Welche Kompetenzen braucht ein Kirchenmusiker?
Die wichtigste Kompetenz ist Begeisterungsfähigkeit. Ein Kirchenmusiker sollte die Menschen um sich herum motivieren können. Wir von der Dommusik bündeln sehr viele Menschen um uns herum. Sie bleiben uns treu und finden über uns und über die Musik den Weg zur Kirche und zum Glauben. Ich bin mir sicher, dass die Bedeutung des Kirchenmusikers als pastoraler Mitarbeiter – ja als Mitverkünder – immer bedeutsamer wird. Ebenso wichtig sind die musikalischen Kompetenzen: Es muss spielerisch leicht aussehen, was man tut, auch wenn es das nicht ist. Es braucht daher eine sehr gründliche Vorbereitung. Ein Kirchenmusiker sollte zudem gut Klavier spielen können, eine vorbildhafte Stimme besitzen und gut kommunizieren können. All dies setzt eine gute Ausbildung voraus.
Was hören Sie privat?
Privat höre ich nicht sehr viel Musik, da ich den ganzen Tag von ihr umgeben bin. Privat lese ich gerne, bewege mich in der Natur und genieße auch mal die Stille. Ich höre auch keine Musik nebenbei, es sei denn im Auto. Und da kann ich mich tatsächlich auch für aktuelle Popcharts begeistern. Da höre ich vieles, was mir gut gefällt. Ich habe auch riesigen Respekt vor den ganz großen Musikerinnen und Musikern der Popmusik. Ich schaue mir gerne Dokumentationen über das Leben unterschiedlicher Künstlerinnen und Künstler an, wie beispielsweise über das Leben von Whitney Houston oder von Paul McCartney. Vor solchen Künstlern ziehe ich meinen Hut, egal, aus welcher Richtung das kommt.

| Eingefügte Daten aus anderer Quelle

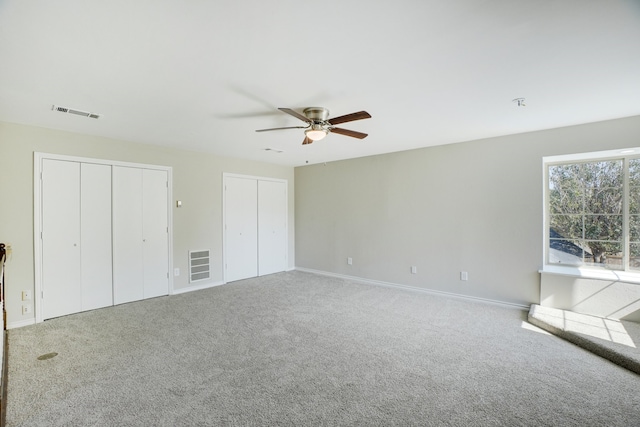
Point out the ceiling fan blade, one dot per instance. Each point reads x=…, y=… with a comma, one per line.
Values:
x=348, y=132
x=289, y=127
x=349, y=117
x=295, y=114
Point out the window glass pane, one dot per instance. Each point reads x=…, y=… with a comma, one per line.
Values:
x=566, y=226
x=602, y=174
x=603, y=227
x=634, y=256
x=634, y=200
x=586, y=213
x=608, y=254
x=566, y=200
x=634, y=228
x=563, y=251
x=603, y=200
x=634, y=172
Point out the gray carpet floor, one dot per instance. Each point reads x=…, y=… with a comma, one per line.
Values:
x=301, y=349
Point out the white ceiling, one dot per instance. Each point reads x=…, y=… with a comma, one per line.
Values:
x=203, y=75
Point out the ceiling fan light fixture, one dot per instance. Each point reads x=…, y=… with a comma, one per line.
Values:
x=316, y=133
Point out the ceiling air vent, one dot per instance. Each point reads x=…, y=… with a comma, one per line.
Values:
x=74, y=111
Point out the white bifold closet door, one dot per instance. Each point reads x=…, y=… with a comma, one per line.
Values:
x=76, y=237
x=272, y=227
x=255, y=227
x=241, y=228
x=140, y=234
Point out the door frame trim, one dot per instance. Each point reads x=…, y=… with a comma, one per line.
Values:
x=38, y=157
x=226, y=175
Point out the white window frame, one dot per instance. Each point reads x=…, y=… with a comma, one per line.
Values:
x=589, y=271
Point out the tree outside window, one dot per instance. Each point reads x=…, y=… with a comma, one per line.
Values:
x=586, y=214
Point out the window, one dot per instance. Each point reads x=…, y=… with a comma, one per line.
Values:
x=593, y=213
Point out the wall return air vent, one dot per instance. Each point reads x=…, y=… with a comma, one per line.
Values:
x=199, y=265
x=67, y=110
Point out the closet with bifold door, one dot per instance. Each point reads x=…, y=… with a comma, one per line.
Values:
x=255, y=226
x=102, y=234
x=76, y=237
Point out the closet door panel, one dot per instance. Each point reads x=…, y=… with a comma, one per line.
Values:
x=128, y=277
x=95, y=227
x=241, y=228
x=272, y=227
x=155, y=233
x=61, y=284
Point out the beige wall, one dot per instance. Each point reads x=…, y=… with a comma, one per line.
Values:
x=475, y=207
x=197, y=182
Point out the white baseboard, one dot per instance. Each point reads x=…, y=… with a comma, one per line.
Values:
x=21, y=323
x=196, y=288
x=414, y=288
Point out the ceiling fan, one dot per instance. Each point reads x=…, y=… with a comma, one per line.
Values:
x=320, y=125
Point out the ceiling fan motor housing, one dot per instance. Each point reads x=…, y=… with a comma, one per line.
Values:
x=316, y=114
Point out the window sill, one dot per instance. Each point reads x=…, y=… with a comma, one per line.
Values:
x=592, y=273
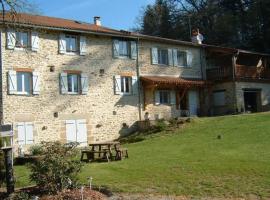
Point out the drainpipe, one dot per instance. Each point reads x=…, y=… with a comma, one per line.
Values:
x=138, y=81
x=1, y=80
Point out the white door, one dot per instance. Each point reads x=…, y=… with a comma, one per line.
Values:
x=193, y=99
x=82, y=132
x=76, y=131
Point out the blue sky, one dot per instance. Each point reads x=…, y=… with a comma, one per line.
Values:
x=118, y=14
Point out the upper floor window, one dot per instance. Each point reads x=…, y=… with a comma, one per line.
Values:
x=74, y=82
x=23, y=82
x=22, y=39
x=171, y=57
x=125, y=85
x=124, y=49
x=72, y=44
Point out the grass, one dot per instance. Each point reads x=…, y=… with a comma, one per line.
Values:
x=192, y=161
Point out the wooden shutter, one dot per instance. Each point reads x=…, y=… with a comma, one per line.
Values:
x=63, y=83
x=12, y=82
x=189, y=59
x=21, y=133
x=115, y=48
x=175, y=58
x=133, y=47
x=29, y=133
x=62, y=43
x=84, y=83
x=81, y=132
x=154, y=54
x=173, y=97
x=11, y=39
x=134, y=85
x=34, y=41
x=157, y=97
x=170, y=57
x=71, y=130
x=117, y=84
x=83, y=46
x=36, y=82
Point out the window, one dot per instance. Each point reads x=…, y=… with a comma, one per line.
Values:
x=163, y=57
x=124, y=48
x=126, y=85
x=219, y=98
x=24, y=82
x=71, y=43
x=22, y=39
x=181, y=58
x=164, y=97
x=25, y=133
x=73, y=83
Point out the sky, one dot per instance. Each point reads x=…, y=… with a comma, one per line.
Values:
x=117, y=14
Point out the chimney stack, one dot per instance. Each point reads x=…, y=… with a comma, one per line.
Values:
x=97, y=21
x=196, y=36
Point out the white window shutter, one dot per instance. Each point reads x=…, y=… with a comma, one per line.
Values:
x=21, y=133
x=11, y=39
x=154, y=54
x=133, y=47
x=62, y=43
x=36, y=82
x=157, y=97
x=175, y=58
x=173, y=98
x=29, y=133
x=63, y=83
x=81, y=132
x=189, y=58
x=84, y=83
x=12, y=82
x=83, y=46
x=71, y=131
x=117, y=84
x=115, y=48
x=170, y=57
x=34, y=41
x=134, y=85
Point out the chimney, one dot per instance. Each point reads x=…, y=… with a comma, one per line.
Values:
x=97, y=21
x=196, y=36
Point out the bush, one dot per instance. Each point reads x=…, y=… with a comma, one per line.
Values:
x=57, y=168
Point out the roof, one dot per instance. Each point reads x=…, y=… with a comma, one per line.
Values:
x=39, y=21
x=166, y=80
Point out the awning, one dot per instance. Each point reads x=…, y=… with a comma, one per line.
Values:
x=172, y=81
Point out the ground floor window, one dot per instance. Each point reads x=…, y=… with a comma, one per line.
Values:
x=25, y=133
x=219, y=98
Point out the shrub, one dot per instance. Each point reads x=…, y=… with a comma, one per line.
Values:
x=57, y=168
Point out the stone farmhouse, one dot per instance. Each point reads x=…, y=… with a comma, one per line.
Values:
x=73, y=81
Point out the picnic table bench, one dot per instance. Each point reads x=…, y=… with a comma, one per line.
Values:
x=104, y=151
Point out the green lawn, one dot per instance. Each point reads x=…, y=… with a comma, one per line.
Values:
x=192, y=161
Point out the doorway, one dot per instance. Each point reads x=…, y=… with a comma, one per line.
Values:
x=252, y=99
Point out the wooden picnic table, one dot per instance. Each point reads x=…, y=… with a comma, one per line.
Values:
x=103, y=151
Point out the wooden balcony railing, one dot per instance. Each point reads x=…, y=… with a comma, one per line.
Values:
x=220, y=73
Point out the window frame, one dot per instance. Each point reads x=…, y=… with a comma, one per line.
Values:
x=68, y=38
x=18, y=44
x=123, y=82
x=72, y=83
x=161, y=97
x=24, y=92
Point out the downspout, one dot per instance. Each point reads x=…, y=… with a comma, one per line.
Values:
x=138, y=81
x=1, y=79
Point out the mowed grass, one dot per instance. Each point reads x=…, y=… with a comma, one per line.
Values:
x=192, y=161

Haben Sie ein Lieblingslied?
„The Long And Winding Road“ von den Beatles.
Zur Person
Thomas Berning ist ein deutscher Kirchenmusiker und Domkapellmeister am Hohen Dom zu Paderborn, Dirigent und Hochschullehrer. Bevor er 2007 das Amt des Domkapellmeisters antrat, machte er sich an seinen vorherigen Wirkungsstätten in Herten und Heidelberg einen Namen als Konzertorganist und Chordirigent. Seit seinem Amtsantritt erfuhr die Dommusik zahlreiche strukturelle Neuerungen. Dazu zählen der Umbau des Hauses der Dommusik, die Gründung der Mädchenkantorei, die Gründung des „Freundeskreises Dommusik“ sowie der Aufbau einer Schulkooperation mit den Michaelsschulen Paderborn.